A new study suggests that certain behaviors and choices lead to higher per- and polyfluoroalkyl substances (PFAS) concentrations in the body. It is the first study to link Oral-B Glide dental floss and higher PFAS concentrations.

What are the other behaviors or choices that expose people to the potentially harmful chemicals?

PFAS

PFAS are grease- and water-proof chemicals that are used in a wide range of products, from non-stick pans and water-proof clothing to dental floss, fast food packaging, and stain-resistant carpets. In the past, PFAS have been linked to various health issues such as testicular cancer, kidney cancer, high cholesterol, thyroid disease, decreased fertility, low birth weight, and immune system issues.

As wide-ranging as PFAS-use is, exactly how do most people get exposed to PFAS? To shed light on the matter, a team of researchers took blood samples from 178 middle-aged women enrolled in the Public Health Institute’s Child Health and Development Studies and analyzed them for 42 chemicals including 11 PFAS analytes.

PFAS In Dental Floss

Interestingly, researchers found that the participants who used dental floss, specifically Oral-B Glide, tended to have higher levels of PFAS in their body. Furthermore, in a test of 18 dental flosses, three Glide products as well as two other brands that compare their products to Oral-B Glide tested positive for fluorine, a PFAS marker.

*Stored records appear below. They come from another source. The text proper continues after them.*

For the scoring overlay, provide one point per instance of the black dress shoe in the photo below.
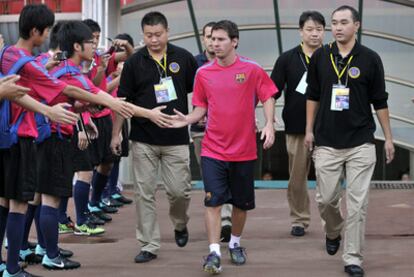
(181, 237)
(144, 256)
(297, 231)
(354, 270)
(332, 245)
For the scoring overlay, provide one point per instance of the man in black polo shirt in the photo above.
(344, 80)
(290, 72)
(160, 74)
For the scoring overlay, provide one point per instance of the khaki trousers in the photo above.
(297, 193)
(173, 163)
(359, 163)
(226, 209)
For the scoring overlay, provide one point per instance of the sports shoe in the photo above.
(238, 255)
(121, 198)
(110, 202)
(29, 257)
(20, 273)
(40, 251)
(107, 209)
(59, 263)
(65, 228)
(88, 229)
(94, 219)
(212, 263)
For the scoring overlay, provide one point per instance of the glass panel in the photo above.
(397, 58)
(179, 20)
(291, 10)
(241, 11)
(388, 18)
(399, 100)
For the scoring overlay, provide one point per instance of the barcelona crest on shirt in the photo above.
(240, 78)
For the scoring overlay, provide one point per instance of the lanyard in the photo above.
(163, 66)
(343, 70)
(306, 56)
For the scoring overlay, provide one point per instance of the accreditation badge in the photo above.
(161, 93)
(172, 94)
(301, 88)
(339, 98)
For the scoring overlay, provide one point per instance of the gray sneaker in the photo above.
(212, 263)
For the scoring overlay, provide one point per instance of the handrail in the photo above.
(255, 27)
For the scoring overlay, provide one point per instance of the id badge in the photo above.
(168, 82)
(161, 93)
(301, 88)
(340, 98)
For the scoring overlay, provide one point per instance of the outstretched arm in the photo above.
(268, 132)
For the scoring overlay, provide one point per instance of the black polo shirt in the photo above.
(287, 73)
(355, 126)
(139, 75)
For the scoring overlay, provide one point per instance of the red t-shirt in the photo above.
(102, 85)
(230, 94)
(76, 79)
(43, 88)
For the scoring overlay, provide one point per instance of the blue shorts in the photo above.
(228, 182)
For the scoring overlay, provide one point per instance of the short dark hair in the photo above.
(126, 37)
(54, 43)
(93, 25)
(311, 15)
(209, 24)
(355, 14)
(35, 16)
(72, 32)
(228, 26)
(154, 18)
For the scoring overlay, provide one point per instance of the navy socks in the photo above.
(49, 227)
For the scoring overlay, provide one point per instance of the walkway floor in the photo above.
(270, 248)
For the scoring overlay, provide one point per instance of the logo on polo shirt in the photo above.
(354, 72)
(174, 67)
(240, 78)
(208, 196)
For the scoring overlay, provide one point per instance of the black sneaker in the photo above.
(101, 215)
(354, 270)
(212, 263)
(238, 255)
(29, 257)
(297, 231)
(144, 256)
(21, 273)
(181, 237)
(93, 219)
(59, 263)
(225, 233)
(32, 245)
(121, 198)
(332, 245)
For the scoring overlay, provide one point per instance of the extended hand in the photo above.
(268, 135)
(59, 113)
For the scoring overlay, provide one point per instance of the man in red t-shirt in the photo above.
(229, 88)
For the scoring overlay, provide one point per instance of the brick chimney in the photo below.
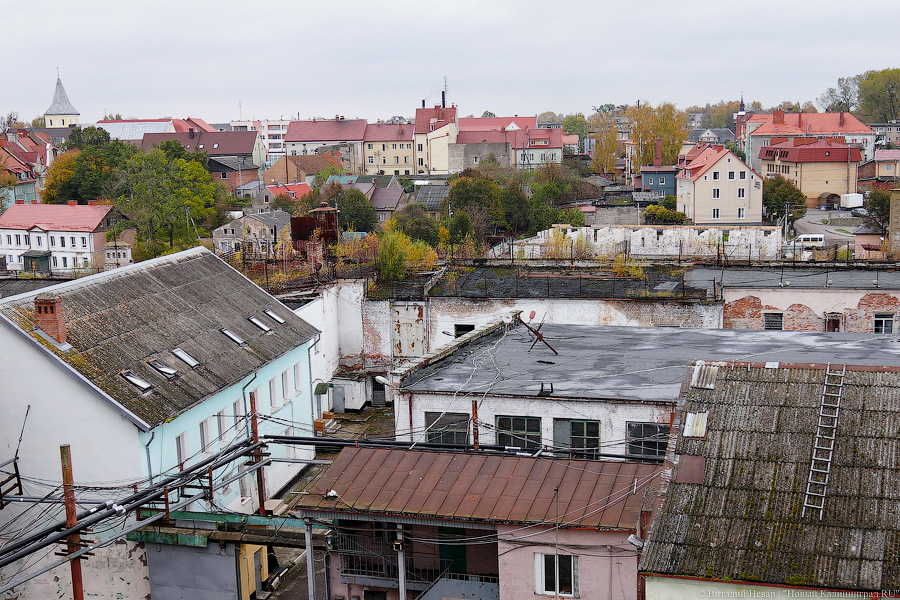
(48, 316)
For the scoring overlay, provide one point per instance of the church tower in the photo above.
(61, 112)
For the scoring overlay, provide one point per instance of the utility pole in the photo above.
(257, 455)
(74, 540)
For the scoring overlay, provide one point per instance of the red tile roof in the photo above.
(329, 130)
(796, 150)
(54, 217)
(437, 117)
(480, 487)
(388, 133)
(214, 143)
(812, 124)
(297, 189)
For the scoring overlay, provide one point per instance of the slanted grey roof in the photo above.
(61, 104)
(743, 520)
(432, 196)
(628, 363)
(120, 319)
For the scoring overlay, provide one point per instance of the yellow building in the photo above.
(822, 169)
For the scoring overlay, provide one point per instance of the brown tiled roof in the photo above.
(120, 319)
(744, 523)
(472, 486)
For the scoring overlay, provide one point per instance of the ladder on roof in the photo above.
(823, 447)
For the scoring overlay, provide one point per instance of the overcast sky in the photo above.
(225, 60)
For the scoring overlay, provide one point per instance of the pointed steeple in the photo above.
(61, 105)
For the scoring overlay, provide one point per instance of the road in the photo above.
(812, 223)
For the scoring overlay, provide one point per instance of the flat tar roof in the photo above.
(629, 363)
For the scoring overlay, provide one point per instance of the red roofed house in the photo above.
(388, 149)
(716, 188)
(54, 237)
(306, 137)
(435, 129)
(807, 125)
(822, 169)
(480, 524)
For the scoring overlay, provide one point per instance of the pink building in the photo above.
(482, 524)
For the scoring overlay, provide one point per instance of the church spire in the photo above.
(61, 105)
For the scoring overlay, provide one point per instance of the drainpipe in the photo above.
(147, 450)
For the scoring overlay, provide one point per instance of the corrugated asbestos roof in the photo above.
(120, 319)
(744, 523)
(469, 486)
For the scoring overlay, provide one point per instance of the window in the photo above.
(136, 381)
(773, 321)
(274, 394)
(519, 432)
(181, 449)
(285, 387)
(579, 438)
(447, 428)
(274, 316)
(647, 439)
(205, 435)
(233, 336)
(884, 323)
(461, 329)
(556, 574)
(222, 425)
(185, 357)
(260, 324)
(167, 371)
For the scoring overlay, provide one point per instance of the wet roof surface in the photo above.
(471, 486)
(744, 520)
(629, 363)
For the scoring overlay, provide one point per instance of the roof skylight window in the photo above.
(167, 371)
(260, 324)
(274, 316)
(136, 381)
(185, 357)
(233, 336)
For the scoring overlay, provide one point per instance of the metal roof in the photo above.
(120, 319)
(743, 520)
(480, 487)
(628, 363)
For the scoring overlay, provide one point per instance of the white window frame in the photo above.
(540, 575)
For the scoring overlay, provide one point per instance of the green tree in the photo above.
(356, 213)
(879, 206)
(879, 95)
(780, 196)
(414, 221)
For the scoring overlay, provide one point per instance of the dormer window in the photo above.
(136, 381)
(167, 371)
(273, 316)
(233, 336)
(185, 357)
(259, 324)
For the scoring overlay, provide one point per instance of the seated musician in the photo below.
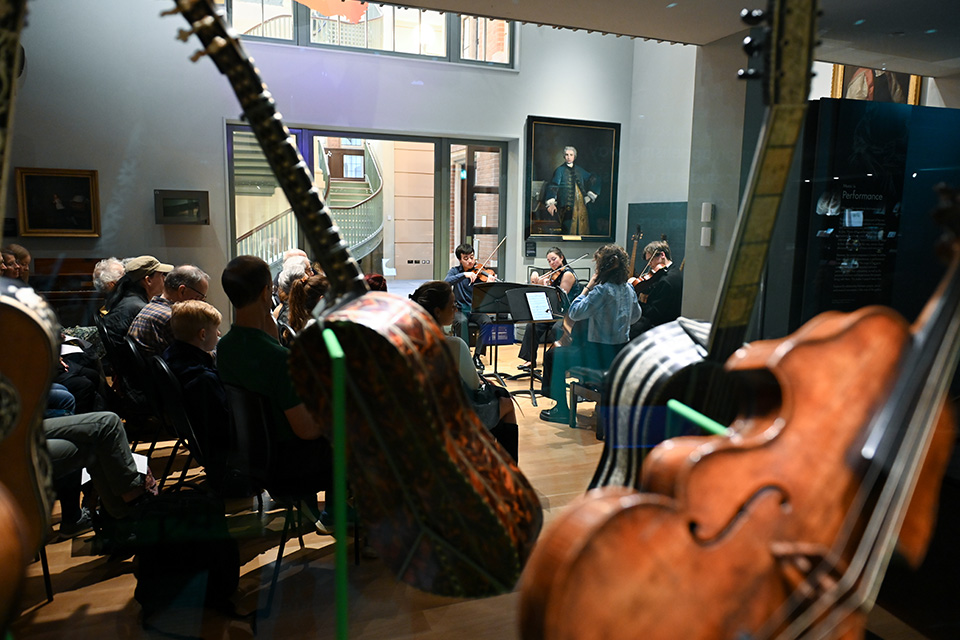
(250, 356)
(608, 306)
(563, 277)
(462, 277)
(491, 402)
(661, 302)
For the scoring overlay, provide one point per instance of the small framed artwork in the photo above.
(571, 179)
(875, 85)
(58, 202)
(181, 207)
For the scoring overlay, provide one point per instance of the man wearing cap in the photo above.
(142, 280)
(151, 328)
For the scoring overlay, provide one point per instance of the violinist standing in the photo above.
(462, 277)
(661, 302)
(563, 277)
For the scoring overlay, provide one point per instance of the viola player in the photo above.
(661, 302)
(462, 277)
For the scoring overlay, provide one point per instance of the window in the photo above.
(353, 24)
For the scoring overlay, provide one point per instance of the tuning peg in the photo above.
(752, 46)
(752, 17)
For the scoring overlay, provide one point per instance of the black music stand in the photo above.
(491, 298)
(533, 304)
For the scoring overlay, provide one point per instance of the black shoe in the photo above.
(556, 415)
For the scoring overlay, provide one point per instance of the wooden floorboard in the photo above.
(94, 595)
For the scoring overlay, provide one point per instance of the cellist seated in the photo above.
(608, 306)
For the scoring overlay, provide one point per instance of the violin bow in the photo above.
(492, 253)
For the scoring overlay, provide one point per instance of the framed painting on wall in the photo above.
(58, 202)
(571, 179)
(875, 85)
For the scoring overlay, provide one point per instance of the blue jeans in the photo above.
(60, 402)
(98, 442)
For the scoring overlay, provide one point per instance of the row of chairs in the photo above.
(244, 463)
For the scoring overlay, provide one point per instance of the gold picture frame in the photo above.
(58, 203)
(861, 83)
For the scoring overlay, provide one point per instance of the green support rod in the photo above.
(337, 363)
(697, 418)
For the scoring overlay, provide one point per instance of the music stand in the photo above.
(533, 304)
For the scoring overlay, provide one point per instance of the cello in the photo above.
(446, 507)
(784, 527)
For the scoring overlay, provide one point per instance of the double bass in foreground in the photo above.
(784, 528)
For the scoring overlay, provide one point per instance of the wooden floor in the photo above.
(93, 595)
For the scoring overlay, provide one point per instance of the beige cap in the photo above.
(145, 265)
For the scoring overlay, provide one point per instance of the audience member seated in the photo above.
(142, 280)
(251, 357)
(8, 266)
(106, 274)
(196, 329)
(60, 402)
(96, 441)
(81, 374)
(23, 260)
(304, 296)
(294, 268)
(491, 402)
(150, 330)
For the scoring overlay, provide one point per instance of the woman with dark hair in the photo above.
(304, 296)
(563, 277)
(491, 402)
(609, 306)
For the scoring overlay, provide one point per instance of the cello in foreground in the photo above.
(783, 528)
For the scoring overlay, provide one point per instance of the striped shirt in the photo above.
(151, 328)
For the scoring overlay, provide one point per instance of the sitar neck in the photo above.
(747, 258)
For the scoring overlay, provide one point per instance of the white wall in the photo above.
(107, 86)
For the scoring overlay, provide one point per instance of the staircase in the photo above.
(347, 193)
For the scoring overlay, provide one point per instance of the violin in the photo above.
(484, 274)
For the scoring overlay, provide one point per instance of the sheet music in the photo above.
(539, 305)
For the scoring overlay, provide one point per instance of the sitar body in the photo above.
(449, 510)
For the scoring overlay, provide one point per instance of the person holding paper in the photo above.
(563, 277)
(609, 306)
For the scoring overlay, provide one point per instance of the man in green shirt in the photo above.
(250, 356)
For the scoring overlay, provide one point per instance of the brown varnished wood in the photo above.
(728, 529)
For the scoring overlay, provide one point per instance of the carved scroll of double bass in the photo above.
(446, 507)
(784, 528)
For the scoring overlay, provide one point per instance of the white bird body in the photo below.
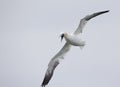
(71, 40)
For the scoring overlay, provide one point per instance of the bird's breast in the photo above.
(73, 40)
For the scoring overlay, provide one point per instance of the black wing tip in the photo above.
(105, 11)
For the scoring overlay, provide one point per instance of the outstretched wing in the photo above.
(54, 62)
(84, 20)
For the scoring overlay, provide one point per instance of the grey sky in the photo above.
(29, 38)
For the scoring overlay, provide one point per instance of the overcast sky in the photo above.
(29, 38)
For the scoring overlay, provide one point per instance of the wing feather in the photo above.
(54, 63)
(84, 20)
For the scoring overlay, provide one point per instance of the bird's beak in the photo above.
(62, 37)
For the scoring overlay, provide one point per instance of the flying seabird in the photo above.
(71, 40)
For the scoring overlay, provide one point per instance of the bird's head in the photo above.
(61, 36)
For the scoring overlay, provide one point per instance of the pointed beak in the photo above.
(62, 37)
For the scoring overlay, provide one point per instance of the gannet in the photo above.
(71, 40)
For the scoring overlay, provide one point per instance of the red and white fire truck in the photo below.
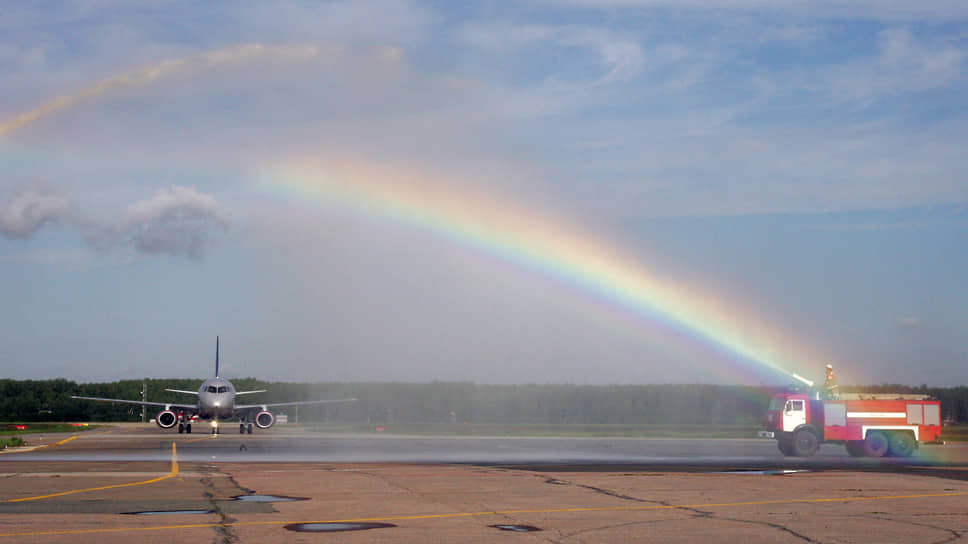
(872, 425)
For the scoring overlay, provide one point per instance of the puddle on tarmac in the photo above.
(169, 512)
(764, 472)
(516, 528)
(268, 498)
(334, 527)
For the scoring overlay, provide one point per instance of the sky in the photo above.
(577, 191)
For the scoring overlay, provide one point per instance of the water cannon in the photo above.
(809, 383)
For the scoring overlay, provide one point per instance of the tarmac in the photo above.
(138, 483)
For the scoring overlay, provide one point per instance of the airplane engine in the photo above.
(166, 419)
(265, 419)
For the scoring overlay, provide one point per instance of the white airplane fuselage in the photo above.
(216, 399)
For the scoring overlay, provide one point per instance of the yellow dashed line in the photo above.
(174, 472)
(489, 513)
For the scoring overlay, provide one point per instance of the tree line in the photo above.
(442, 402)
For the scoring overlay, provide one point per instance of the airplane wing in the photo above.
(181, 391)
(296, 403)
(141, 403)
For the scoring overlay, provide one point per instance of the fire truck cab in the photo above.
(872, 425)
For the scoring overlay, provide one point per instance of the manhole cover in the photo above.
(517, 528)
(335, 527)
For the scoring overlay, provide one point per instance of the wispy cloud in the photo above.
(177, 221)
(30, 208)
(908, 321)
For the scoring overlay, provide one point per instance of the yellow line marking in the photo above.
(200, 439)
(173, 473)
(489, 513)
(65, 441)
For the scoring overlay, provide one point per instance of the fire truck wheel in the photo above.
(805, 443)
(855, 448)
(875, 444)
(901, 444)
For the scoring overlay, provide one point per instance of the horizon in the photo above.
(586, 191)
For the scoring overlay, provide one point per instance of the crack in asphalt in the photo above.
(224, 533)
(955, 535)
(698, 512)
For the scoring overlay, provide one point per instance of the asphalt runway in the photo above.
(148, 485)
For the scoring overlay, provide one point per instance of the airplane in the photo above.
(216, 402)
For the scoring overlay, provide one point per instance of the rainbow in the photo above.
(549, 247)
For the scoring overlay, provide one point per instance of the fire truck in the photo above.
(872, 425)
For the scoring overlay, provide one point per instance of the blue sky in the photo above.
(804, 158)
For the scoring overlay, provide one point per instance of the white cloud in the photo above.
(883, 10)
(903, 64)
(175, 221)
(31, 208)
(908, 321)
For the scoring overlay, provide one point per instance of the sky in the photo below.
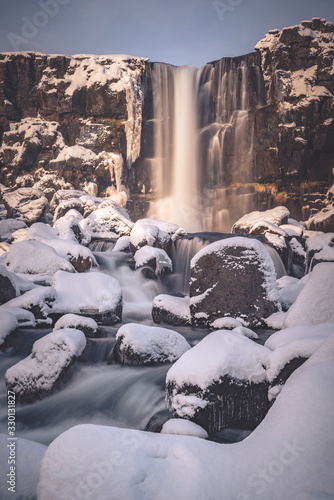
(180, 32)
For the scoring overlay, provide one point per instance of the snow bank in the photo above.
(220, 353)
(183, 427)
(29, 456)
(315, 302)
(276, 216)
(92, 290)
(86, 325)
(51, 355)
(141, 344)
(8, 324)
(290, 452)
(25, 318)
(38, 259)
(146, 254)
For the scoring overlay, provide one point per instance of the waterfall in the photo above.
(176, 157)
(203, 141)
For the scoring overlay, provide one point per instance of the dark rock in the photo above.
(8, 288)
(233, 277)
(27, 203)
(156, 422)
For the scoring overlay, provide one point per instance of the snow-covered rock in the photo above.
(8, 324)
(37, 375)
(8, 285)
(171, 310)
(151, 232)
(183, 427)
(221, 382)
(156, 258)
(27, 203)
(233, 277)
(322, 221)
(94, 294)
(315, 302)
(28, 460)
(276, 216)
(39, 259)
(276, 461)
(138, 344)
(87, 325)
(111, 218)
(8, 226)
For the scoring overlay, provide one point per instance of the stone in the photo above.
(146, 345)
(48, 366)
(27, 203)
(234, 277)
(220, 383)
(170, 310)
(8, 288)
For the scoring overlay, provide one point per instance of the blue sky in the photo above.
(179, 32)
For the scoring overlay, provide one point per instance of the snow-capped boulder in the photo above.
(8, 226)
(233, 277)
(277, 460)
(171, 310)
(24, 317)
(87, 325)
(39, 301)
(156, 258)
(183, 427)
(151, 232)
(276, 216)
(221, 382)
(8, 286)
(47, 366)
(315, 244)
(28, 203)
(111, 218)
(28, 461)
(35, 257)
(315, 302)
(69, 227)
(8, 324)
(94, 294)
(138, 344)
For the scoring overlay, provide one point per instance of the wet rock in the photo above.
(220, 383)
(28, 203)
(233, 277)
(146, 345)
(47, 367)
(170, 310)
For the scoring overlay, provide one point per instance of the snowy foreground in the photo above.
(63, 285)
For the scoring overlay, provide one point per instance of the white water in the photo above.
(176, 153)
(203, 140)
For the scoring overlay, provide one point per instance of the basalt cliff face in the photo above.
(91, 120)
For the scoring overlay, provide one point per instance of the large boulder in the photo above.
(92, 294)
(47, 366)
(146, 345)
(27, 203)
(233, 277)
(171, 310)
(219, 383)
(8, 286)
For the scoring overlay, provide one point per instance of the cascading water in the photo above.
(203, 141)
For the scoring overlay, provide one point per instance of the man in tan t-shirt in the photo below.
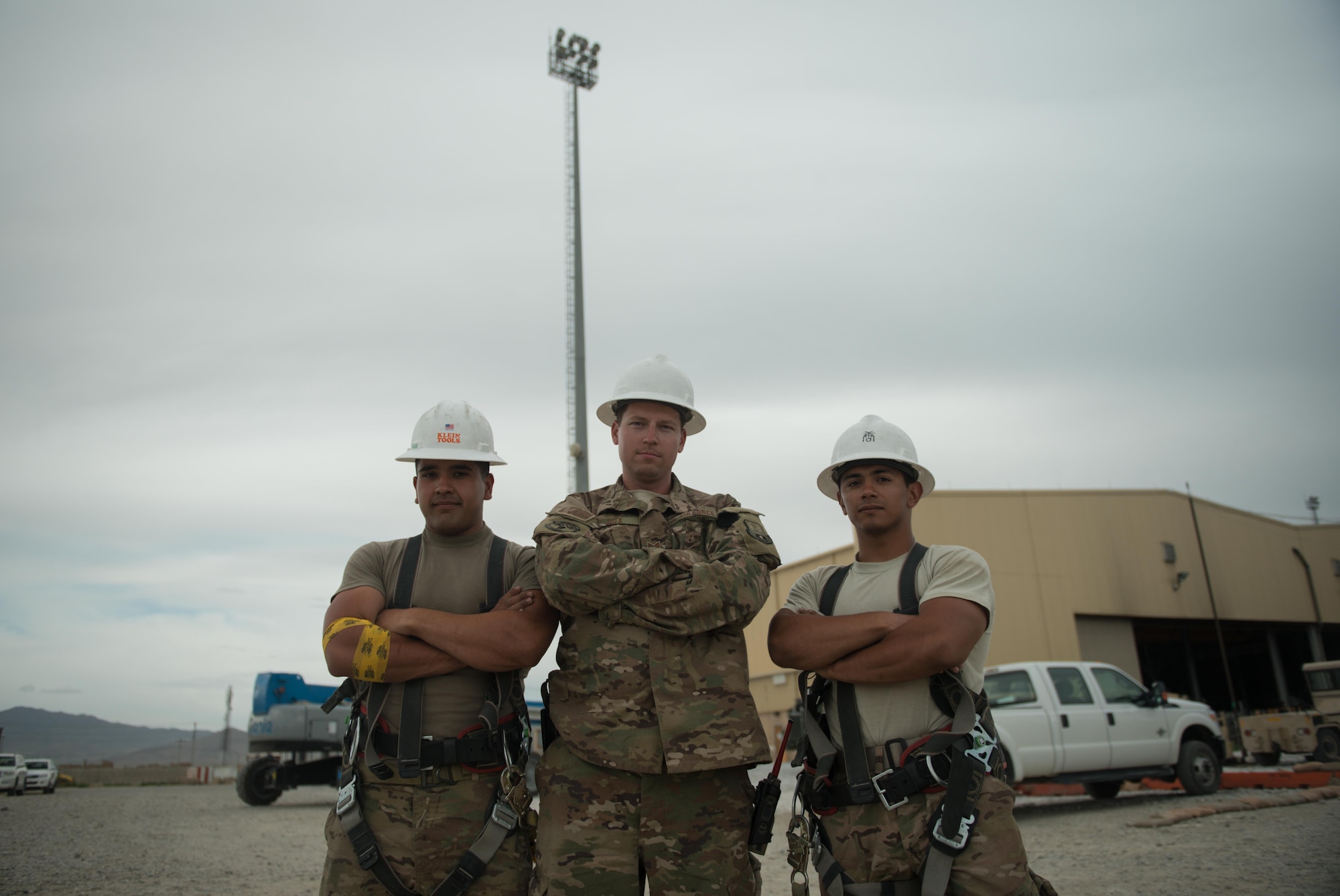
(440, 661)
(881, 644)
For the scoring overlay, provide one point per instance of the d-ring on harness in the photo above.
(495, 745)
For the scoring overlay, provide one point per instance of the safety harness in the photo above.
(496, 744)
(956, 760)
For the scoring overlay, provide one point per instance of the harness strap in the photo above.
(483, 749)
(413, 753)
(412, 697)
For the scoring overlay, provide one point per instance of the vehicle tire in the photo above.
(1199, 768)
(257, 783)
(1103, 790)
(1329, 747)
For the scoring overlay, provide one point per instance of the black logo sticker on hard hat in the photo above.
(758, 532)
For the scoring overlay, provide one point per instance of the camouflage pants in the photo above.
(600, 827)
(876, 844)
(424, 832)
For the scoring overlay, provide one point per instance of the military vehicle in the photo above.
(1314, 732)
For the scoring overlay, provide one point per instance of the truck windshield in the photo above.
(1007, 689)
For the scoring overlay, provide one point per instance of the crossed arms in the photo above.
(878, 648)
(671, 591)
(432, 642)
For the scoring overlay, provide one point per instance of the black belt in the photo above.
(482, 751)
(892, 787)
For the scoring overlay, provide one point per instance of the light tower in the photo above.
(574, 62)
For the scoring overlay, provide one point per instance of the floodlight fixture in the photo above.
(574, 61)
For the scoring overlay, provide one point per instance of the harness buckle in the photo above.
(961, 839)
(348, 798)
(880, 791)
(505, 816)
(931, 769)
(983, 745)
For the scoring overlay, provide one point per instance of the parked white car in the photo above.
(42, 775)
(1091, 724)
(13, 773)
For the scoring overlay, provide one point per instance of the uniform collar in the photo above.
(620, 499)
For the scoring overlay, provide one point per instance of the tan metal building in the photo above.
(1118, 578)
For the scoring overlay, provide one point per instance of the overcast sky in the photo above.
(245, 246)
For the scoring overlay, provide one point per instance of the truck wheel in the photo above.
(1103, 790)
(1329, 747)
(1008, 773)
(257, 784)
(1199, 768)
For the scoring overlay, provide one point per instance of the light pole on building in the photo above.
(573, 60)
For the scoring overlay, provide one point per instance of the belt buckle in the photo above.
(931, 769)
(505, 816)
(346, 799)
(961, 840)
(880, 791)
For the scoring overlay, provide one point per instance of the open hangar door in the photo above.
(1185, 656)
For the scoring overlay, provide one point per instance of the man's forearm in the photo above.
(409, 658)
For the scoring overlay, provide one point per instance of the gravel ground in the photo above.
(206, 840)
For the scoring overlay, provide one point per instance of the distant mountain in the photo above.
(77, 739)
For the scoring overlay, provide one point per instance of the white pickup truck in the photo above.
(42, 775)
(1091, 724)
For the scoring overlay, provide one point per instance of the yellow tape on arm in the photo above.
(372, 654)
(341, 625)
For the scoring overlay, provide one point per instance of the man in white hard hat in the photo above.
(893, 704)
(652, 728)
(436, 633)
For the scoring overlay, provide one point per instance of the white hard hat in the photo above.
(452, 432)
(655, 380)
(874, 439)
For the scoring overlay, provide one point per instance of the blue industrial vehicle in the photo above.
(298, 744)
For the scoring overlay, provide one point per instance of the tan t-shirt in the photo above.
(454, 577)
(905, 709)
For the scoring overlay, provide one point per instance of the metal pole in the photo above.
(1215, 610)
(1319, 652)
(228, 724)
(1282, 690)
(581, 481)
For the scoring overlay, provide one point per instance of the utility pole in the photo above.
(1215, 610)
(576, 62)
(228, 723)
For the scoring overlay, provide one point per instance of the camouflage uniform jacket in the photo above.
(653, 674)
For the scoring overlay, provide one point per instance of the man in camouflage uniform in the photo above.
(427, 820)
(861, 634)
(651, 702)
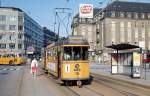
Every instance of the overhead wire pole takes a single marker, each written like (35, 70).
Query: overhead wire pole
(0, 3)
(60, 19)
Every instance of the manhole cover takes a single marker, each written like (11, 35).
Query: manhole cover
(3, 73)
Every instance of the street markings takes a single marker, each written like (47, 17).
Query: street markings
(10, 69)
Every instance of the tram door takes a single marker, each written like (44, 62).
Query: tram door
(59, 64)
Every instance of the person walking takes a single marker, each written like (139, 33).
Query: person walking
(34, 67)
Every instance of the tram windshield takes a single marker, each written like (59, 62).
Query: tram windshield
(75, 53)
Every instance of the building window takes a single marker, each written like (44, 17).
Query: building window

According to authors, this is the first study to link dental floss with higher PFAS in the body and that their results could help consumers choose products that don’t have PFAS.

PFAS Exposure

Apart from using dental floss with PFAS, other behaviors or choices linked to higher PFAS levels in the body include living in a city with a PFAS-contaminated water supply, as well as owning stain-resistant carpet or furniture.

Among African American women, those who frequently consumed prepared food in cardboard containers had higher levels of four PFAS in their blood compared to those who do not typically eat such kinds of food.

According to researchers, their study shows how much consumer products contribute to PFAS exposures and how important it is to reduce such chemicals in products.

The study is published in the Journal of Exposure Science & Environmental Epidemiology.